Celebrating my discovery of the name Neil Hamilton, I felt obligated to read a little about this man. What a story it was. Neil Hamilton was an only child, so there was a very strong chance he was their parents favourite son. He was born in 1899 and made 268 movies. He was a silent screen star and before that, was a male model who was the image for Arrow shirts in the 1920s. His striking good looks put him as the most popular silent film star eclipsing fan mail of the legendary silent screen heart throb, Rudolph Valentino at the time. For the young readers, that would be in the Justin Beiber levels of fandom.
Neil Hamilton was the star of the first movie version of The Great Gatsby (1926), his acting career lasted over 50 years until his death in 1984. He was a cousin to Margaret Hamilton, who played the wicked witch in the Wizard of Oz. Now I did not research his cousin, but I am going to suggest she was not a cover model for Vogue during her acting career. If green makeup had gained a little more popularity during the 1940s, she could have been a runway model. Unfortunately her emerald look never really caught on in the fashion world.
Neil Hamilton appeared in every single Batman episode on TV, and though the approach in this version was more camp than serious, the impression it left in the TV world was significant. Allow me to share the impression this show had on me.
What I am about to explain will be very difficult for the very young to understand, in this binge crazy world we currently inhabit. When the Batman series first aired in 1966, it was broadcast in half hour episodes two nights in a row. The first night each episode would end with a cliff hanger putting Batman and Robin in some inescapable situation. The announcer came on to let you know tomorrow night’s mystery solving concluding episode would be on your TV, “Same Bat Time, Same Bat Channel” and for 24 hours you were hoping the caped crusaders would survive.
Without streaming services, without VCR, PVRs, or any technology to help one fast forward their lives, we all had to wait and see. Without realizing it, the Batman generation learned patience. I appreciate it was only 24 hours of patience, but it was patience none the less. Waiting is the hardest part.
If you dip deep into the biography of Neil Hamilton you will discover he too learned the valuable lesson of patience during his long film career. From silent screen idol, to busy actor he temporarily became an unemployed actor in the mid 1940s. He went to the mountains of Santa Monica to commit suicide as his life became unbearable. On the way walking up the mountains, he met a priest who convinced him to use prayer to heal. Nine days later he got a call from Universal Studios and his career never looked back. As I stared at the beautiful, weathered old face of Neil Hamilton, I was stunned at what might have happened, if that face had not met a priest on his suicide mission in the mountains. Jim Nabors as Commissioner Gordon? Now I am feeling suicidal.
We all have our familiar face we display for the public to ensure we are blending in with an ever more increasing faceless, nameless world.

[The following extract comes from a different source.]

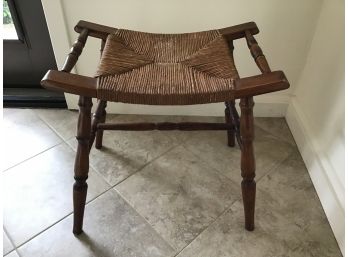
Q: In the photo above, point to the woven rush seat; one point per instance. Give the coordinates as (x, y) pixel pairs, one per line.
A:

There was a villain in the original Batman series called False Face. He was never who he was. It is kind of funny how after reading about Neil Hamilton, I made a decision to be less deplorable and acknowledge familiar faces with or without names. I will say hello and figure out the rest of the conversation as it happens. Every face has a story, and I am certain, whether you are a superhero or a villain, you always appreciate a hello from another familiar face. Years ago, Batman taught me patience because the banking can always wait. It took an old unfamiliar face, who turned out to be Commissioner from Gotham City, to remind of that.